Dinner was steak - delicious - after a "happy half hour" of wine/beer and appetizers. Then back out again, this time with guide Clinton. Off of the beach are three viewing areas set up by the national park. They are a simple log for sitting and looking over the meadow, and the bears are used to seeing humans there.

Suddenly, Clinton calmly announced everyone should get behind him - he squatted, facing the beach, arms slightly outspread. And we all twirled and crouched and faced a beautiful female brown bear. Clinton saw her exiting the meadow next to us.

She walked RIGHT in front of us, then to our side, then decided the view was nice and sat next to the log we vacated. Exhausted, she lay down and relaxed...and I thought "we are going to be here a very long time". However, still hungry from a long winter of hibernation, she sighed and rambled back to the meadow to munch grass.

Hard to pick only a couple photos to share! What a day! Into our tent-hut for a much needed rest...

Monday, June 24, 2019

Best Vacation Ever: Alaska Day 1

Best Vacation Ever: Alaska Day 1

Writing these post-vacation, hope my recall is good!

We started the travel day getting up at 5, taxi at 7:30, flight at 10. Barry and I planned to use one day passes at the O'Hare United Lounge, but no go...busy Monday morning so restricted access to only real members. Barry then dropped his insulated cup/vacuum lid (not Yeti..Menard's version) and it immediately cracked. We soon discovered mine leaked like a sieve when tilted, so will shop in Anchorage. Water bottles were required at our Lodge. This incident is important...stay tuned.

The majority of our plans were made through the Great Alaska Adventure Lodge. More on this AMAZING location and people in upcoming days. One of their preferred Anchorage hotels was the Lakefront. This hotel sits on Lake Spenard/Lake Hood, the largest float plane harbor in the world. Only 20% of Alaska is accessible by road; many people have personal airstrips and planes to reach their homes. Float planes flew overhead continually.

We took the gratis hotel shuttle downtown Anchorage to eat and buy water bottles. Had an early dinner at The Glacier Brewhouse, then off to an outfitter store. Managed to do all before the return shuttle scheduled. When we arrived, the shuttle was loading, clearly more people waiting than seats. Several irritated couples spoke up saying they waited an additional hour due to previous shuttle crowd, so we backed away. When it left, we started chatting with a woman unable to get a seat, and offered to share an uber.

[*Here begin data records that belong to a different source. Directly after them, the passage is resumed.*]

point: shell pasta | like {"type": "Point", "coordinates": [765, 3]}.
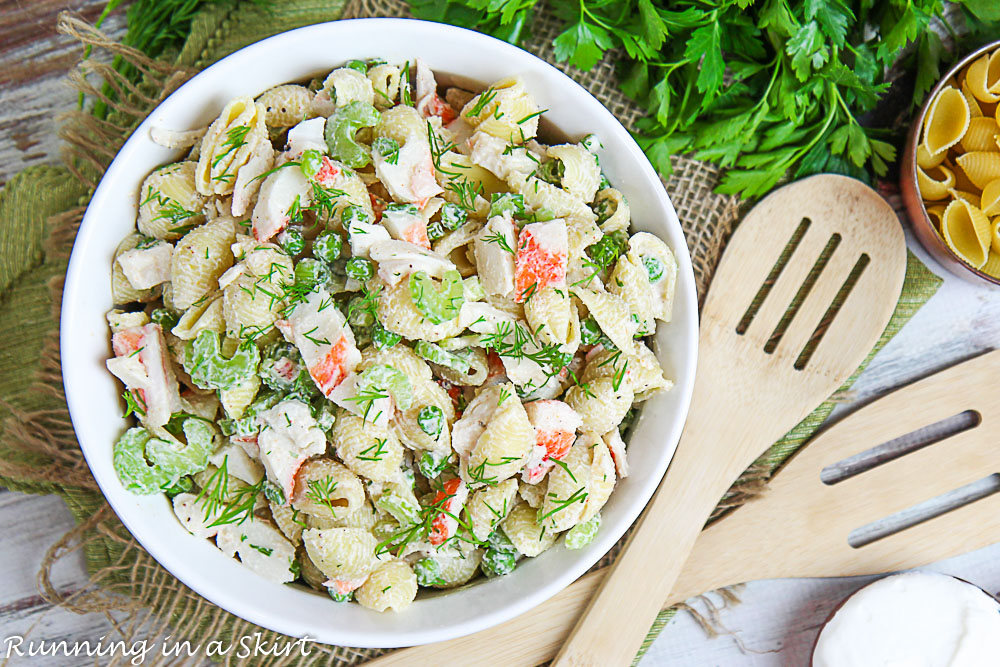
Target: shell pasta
{"type": "Point", "coordinates": [958, 163]}
{"type": "Point", "coordinates": [375, 335]}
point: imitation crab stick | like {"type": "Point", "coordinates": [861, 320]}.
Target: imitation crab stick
{"type": "Point", "coordinates": [555, 425]}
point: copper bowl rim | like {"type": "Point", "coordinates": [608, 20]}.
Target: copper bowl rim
{"type": "Point", "coordinates": [913, 140]}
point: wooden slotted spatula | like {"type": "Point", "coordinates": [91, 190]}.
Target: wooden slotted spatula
{"type": "Point", "coordinates": [800, 527]}
{"type": "Point", "coordinates": [756, 378]}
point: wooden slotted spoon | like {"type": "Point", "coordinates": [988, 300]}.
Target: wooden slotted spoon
{"type": "Point", "coordinates": [754, 383]}
{"type": "Point", "coordinates": [800, 528]}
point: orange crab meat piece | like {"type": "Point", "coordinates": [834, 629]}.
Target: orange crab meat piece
{"type": "Point", "coordinates": [328, 173]}
{"type": "Point", "coordinates": [332, 368]}
{"type": "Point", "coordinates": [542, 252]}
{"type": "Point", "coordinates": [450, 499]}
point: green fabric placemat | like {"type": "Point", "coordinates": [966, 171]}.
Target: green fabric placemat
{"type": "Point", "coordinates": [40, 210]}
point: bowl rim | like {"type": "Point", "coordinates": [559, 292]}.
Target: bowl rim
{"type": "Point", "coordinates": [75, 380]}
{"type": "Point", "coordinates": [911, 162]}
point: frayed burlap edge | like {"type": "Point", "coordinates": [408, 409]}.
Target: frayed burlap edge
{"type": "Point", "coordinates": [133, 582]}
{"type": "Point", "coordinates": [155, 602]}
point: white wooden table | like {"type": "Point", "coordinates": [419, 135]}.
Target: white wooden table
{"type": "Point", "coordinates": [773, 627]}
{"type": "Point", "coordinates": [777, 621]}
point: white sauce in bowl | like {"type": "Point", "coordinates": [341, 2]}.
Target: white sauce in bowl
{"type": "Point", "coordinates": [915, 619]}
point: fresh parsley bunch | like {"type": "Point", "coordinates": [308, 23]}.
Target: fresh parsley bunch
{"type": "Point", "coordinates": [760, 87]}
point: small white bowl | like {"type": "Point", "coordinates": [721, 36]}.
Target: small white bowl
{"type": "Point", "coordinates": [94, 395]}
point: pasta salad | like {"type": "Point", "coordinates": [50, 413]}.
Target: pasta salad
{"type": "Point", "coordinates": [375, 336]}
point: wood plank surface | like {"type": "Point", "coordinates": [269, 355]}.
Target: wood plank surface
{"type": "Point", "coordinates": [778, 620]}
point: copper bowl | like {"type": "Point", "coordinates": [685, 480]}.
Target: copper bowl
{"type": "Point", "coordinates": [920, 221]}
{"type": "Point", "coordinates": [847, 599]}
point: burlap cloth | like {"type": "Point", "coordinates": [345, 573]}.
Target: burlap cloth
{"type": "Point", "coordinates": [40, 211]}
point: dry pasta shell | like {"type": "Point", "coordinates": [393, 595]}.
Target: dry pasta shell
{"type": "Point", "coordinates": [981, 135]}
{"type": "Point", "coordinates": [992, 265]}
{"type": "Point", "coordinates": [990, 200]}
{"type": "Point", "coordinates": [936, 214]}
{"type": "Point", "coordinates": [935, 183]}
{"type": "Point", "coordinates": [947, 120]}
{"type": "Point", "coordinates": [962, 181]}
{"type": "Point", "coordinates": [974, 108]}
{"type": "Point", "coordinates": [925, 159]}
{"type": "Point", "coordinates": [980, 166]}
{"type": "Point", "coordinates": [967, 232]}
{"type": "Point", "coordinates": [979, 79]}
{"type": "Point", "coordinates": [965, 195]}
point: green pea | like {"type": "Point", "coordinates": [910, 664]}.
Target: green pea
{"type": "Point", "coordinates": [442, 357]}
{"type": "Point", "coordinates": [341, 129]}
{"type": "Point", "coordinates": [177, 459]}
{"type": "Point", "coordinates": [428, 572]}
{"type": "Point", "coordinates": [604, 209]}
{"type": "Point", "coordinates": [167, 319]}
{"type": "Point", "coordinates": [498, 541]}
{"type": "Point", "coordinates": [606, 252]}
{"type": "Point", "coordinates": [431, 465]}
{"type": "Point", "coordinates": [207, 367]}
{"type": "Point", "coordinates": [325, 415]}
{"type": "Point", "coordinates": [590, 332]}
{"type": "Point", "coordinates": [388, 148]}
{"type": "Point", "coordinates": [435, 230]}
{"type": "Point", "coordinates": [311, 162]}
{"type": "Point", "coordinates": [506, 202]}
{"type": "Point", "coordinates": [401, 509]}
{"type": "Point", "coordinates": [292, 241]}
{"type": "Point", "coordinates": [340, 597]}
{"type": "Point", "coordinates": [387, 378]}
{"type": "Point", "coordinates": [352, 214]}
{"type": "Point", "coordinates": [453, 216]}
{"type": "Point", "coordinates": [182, 485]}
{"type": "Point", "coordinates": [357, 315]}
{"type": "Point", "coordinates": [359, 65]}
{"type": "Point", "coordinates": [582, 534]}
{"type": "Point", "coordinates": [382, 337]}
{"type": "Point", "coordinates": [437, 305]}
{"type": "Point", "coordinates": [273, 492]}
{"type": "Point", "coordinates": [311, 274]}
{"type": "Point", "coordinates": [408, 209]}
{"type": "Point", "coordinates": [129, 459]}
{"type": "Point", "coordinates": [328, 246]}
{"type": "Point", "coordinates": [360, 269]}
{"type": "Point", "coordinates": [498, 563]}
{"type": "Point", "coordinates": [654, 267]}
{"type": "Point", "coordinates": [552, 171]}
{"type": "Point", "coordinates": [430, 419]}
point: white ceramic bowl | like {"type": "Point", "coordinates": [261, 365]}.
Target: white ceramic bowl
{"type": "Point", "coordinates": [94, 395]}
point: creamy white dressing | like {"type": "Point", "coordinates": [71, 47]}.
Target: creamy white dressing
{"type": "Point", "coordinates": [397, 259]}
{"type": "Point", "coordinates": [493, 258]}
{"type": "Point", "coordinates": [363, 236]}
{"type": "Point", "coordinates": [550, 237]}
{"type": "Point", "coordinates": [288, 436]}
{"type": "Point", "coordinates": [147, 267]}
{"type": "Point", "coordinates": [308, 135]}
{"type": "Point", "coordinates": [315, 327]}
{"type": "Point", "coordinates": [377, 411]}
{"type": "Point", "coordinates": [411, 177]}
{"type": "Point", "coordinates": [277, 195]}
{"type": "Point", "coordinates": [915, 619]}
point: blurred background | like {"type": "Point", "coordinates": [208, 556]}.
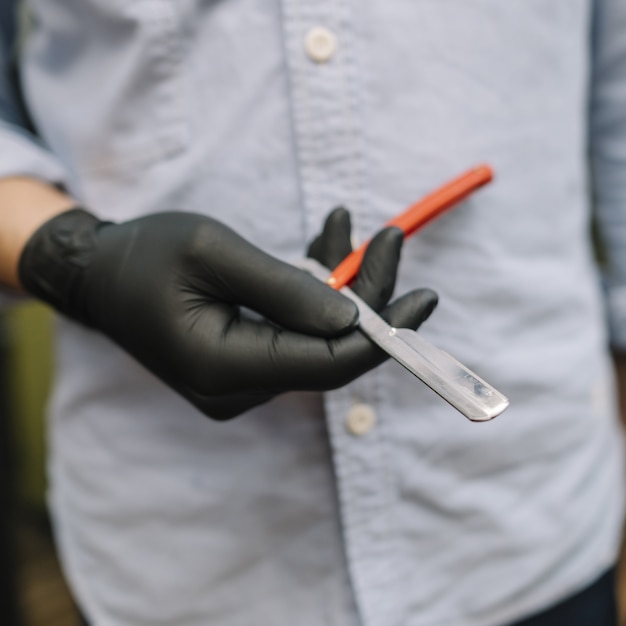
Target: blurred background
{"type": "Point", "coordinates": [33, 591]}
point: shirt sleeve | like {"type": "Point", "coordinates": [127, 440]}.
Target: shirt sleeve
{"type": "Point", "coordinates": [21, 152]}
{"type": "Point", "coordinates": [607, 145]}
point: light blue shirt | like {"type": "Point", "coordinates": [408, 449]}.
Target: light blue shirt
{"type": "Point", "coordinates": [291, 515]}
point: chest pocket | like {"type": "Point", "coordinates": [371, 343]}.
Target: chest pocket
{"type": "Point", "coordinates": [114, 71]}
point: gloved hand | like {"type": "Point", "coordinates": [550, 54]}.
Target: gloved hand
{"type": "Point", "coordinates": [168, 288]}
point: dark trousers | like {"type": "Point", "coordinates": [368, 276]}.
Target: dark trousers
{"type": "Point", "coordinates": [593, 606]}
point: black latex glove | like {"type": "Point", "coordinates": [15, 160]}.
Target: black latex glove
{"type": "Point", "coordinates": [168, 289]}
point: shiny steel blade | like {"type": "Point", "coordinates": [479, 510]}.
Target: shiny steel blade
{"type": "Point", "coordinates": [463, 389]}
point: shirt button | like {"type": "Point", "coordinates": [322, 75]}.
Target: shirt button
{"type": "Point", "coordinates": [361, 419]}
{"type": "Point", "coordinates": [320, 44]}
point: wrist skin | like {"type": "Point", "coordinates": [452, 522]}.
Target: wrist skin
{"type": "Point", "coordinates": [25, 204]}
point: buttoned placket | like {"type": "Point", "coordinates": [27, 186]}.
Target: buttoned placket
{"type": "Point", "coordinates": [330, 142]}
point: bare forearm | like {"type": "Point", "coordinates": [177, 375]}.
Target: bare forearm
{"type": "Point", "coordinates": [25, 204]}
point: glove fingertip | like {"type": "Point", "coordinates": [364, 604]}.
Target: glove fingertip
{"type": "Point", "coordinates": [412, 309]}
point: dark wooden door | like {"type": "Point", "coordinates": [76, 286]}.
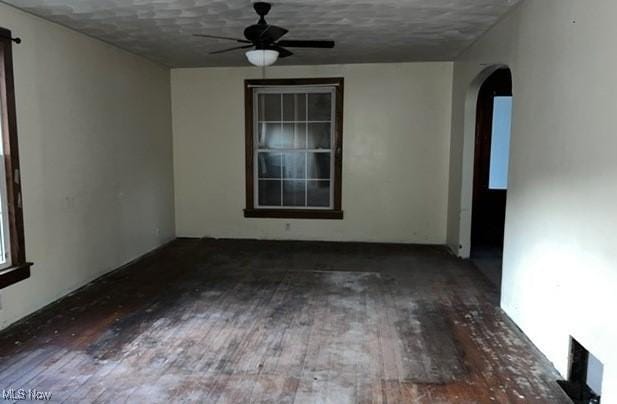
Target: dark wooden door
{"type": "Point", "coordinates": [489, 206]}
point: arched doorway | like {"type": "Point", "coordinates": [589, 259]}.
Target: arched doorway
{"type": "Point", "coordinates": [490, 178]}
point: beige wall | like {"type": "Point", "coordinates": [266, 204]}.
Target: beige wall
{"type": "Point", "coordinates": [560, 268]}
{"type": "Point", "coordinates": [95, 142]}
{"type": "Point", "coordinates": [395, 154]}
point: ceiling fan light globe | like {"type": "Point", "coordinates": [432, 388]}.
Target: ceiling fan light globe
{"type": "Point", "coordinates": [262, 57]}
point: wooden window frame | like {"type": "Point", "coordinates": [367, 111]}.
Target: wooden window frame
{"type": "Point", "coordinates": [289, 213]}
{"type": "Point", "coordinates": [19, 268]}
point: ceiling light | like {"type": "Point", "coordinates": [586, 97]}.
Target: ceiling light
{"type": "Point", "coordinates": [262, 57]}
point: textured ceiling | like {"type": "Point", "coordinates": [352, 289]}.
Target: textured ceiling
{"type": "Point", "coordinates": [364, 31]}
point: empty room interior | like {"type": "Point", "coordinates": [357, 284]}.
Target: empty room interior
{"type": "Point", "coordinates": [325, 201]}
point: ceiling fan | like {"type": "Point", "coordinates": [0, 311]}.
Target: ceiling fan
{"type": "Point", "coordinates": [265, 39]}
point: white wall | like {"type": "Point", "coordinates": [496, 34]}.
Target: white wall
{"type": "Point", "coordinates": [395, 153]}
{"type": "Point", "coordinates": [94, 126]}
{"type": "Point", "coordinates": [561, 219]}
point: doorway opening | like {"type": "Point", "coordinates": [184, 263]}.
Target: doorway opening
{"type": "Point", "coordinates": [490, 178]}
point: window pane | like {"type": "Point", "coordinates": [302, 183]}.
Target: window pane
{"type": "Point", "coordinates": [269, 165]}
{"type": "Point", "coordinates": [276, 136]}
{"type": "Point", "coordinates": [269, 193]}
{"type": "Point", "coordinates": [300, 136]}
{"type": "Point", "coordinates": [269, 107]}
{"type": "Point", "coordinates": [319, 165]}
{"type": "Point", "coordinates": [294, 165]}
{"type": "Point", "coordinates": [294, 107]}
{"type": "Point", "coordinates": [500, 142]}
{"type": "Point", "coordinates": [318, 136]}
{"type": "Point", "coordinates": [294, 193]}
{"type": "Point", "coordinates": [319, 106]}
{"type": "Point", "coordinates": [318, 193]}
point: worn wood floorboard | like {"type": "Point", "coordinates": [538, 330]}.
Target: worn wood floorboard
{"type": "Point", "coordinates": [222, 321]}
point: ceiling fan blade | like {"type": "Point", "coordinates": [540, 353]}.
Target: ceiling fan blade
{"type": "Point", "coordinates": [283, 53]}
{"type": "Point", "coordinates": [272, 33]}
{"type": "Point", "coordinates": [230, 49]}
{"type": "Point", "coordinates": [222, 37]}
{"type": "Point", "coordinates": [306, 44]}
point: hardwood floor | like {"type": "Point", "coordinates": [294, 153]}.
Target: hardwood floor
{"type": "Point", "coordinates": [247, 321]}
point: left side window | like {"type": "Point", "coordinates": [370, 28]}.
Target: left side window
{"type": "Point", "coordinates": [13, 264]}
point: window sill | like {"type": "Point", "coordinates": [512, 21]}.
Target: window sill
{"type": "Point", "coordinates": [294, 214]}
{"type": "Point", "coordinates": [14, 274]}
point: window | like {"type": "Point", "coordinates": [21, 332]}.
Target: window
{"type": "Point", "coordinates": [500, 142]}
{"type": "Point", "coordinates": [294, 148]}
{"type": "Point", "coordinates": [13, 265]}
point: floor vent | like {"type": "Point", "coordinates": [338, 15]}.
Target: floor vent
{"type": "Point", "coordinates": [584, 376]}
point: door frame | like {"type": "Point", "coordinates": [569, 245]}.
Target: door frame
{"type": "Point", "coordinates": [467, 174]}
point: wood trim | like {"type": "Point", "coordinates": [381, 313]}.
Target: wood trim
{"type": "Point", "coordinates": [11, 276]}
{"type": "Point", "coordinates": [11, 160]}
{"type": "Point", "coordinates": [294, 213]}
{"type": "Point", "coordinates": [336, 212]}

This was my biggest God-incidence of the trip (I don't believe in coincidence!). Lisa was about our age, first time to Alaska. It turned out she was with Great Alaska as well, and would be traveling with us in the morning. And she was from Indiana. And, sadly, she revealed that this was to have been her 30th anniversary trip with her husband, who died in November after late stage cancer diagnosis. She courageously decided to come alone. We shared much of our trip, and it was a joy to get to know and spend time with Lisa.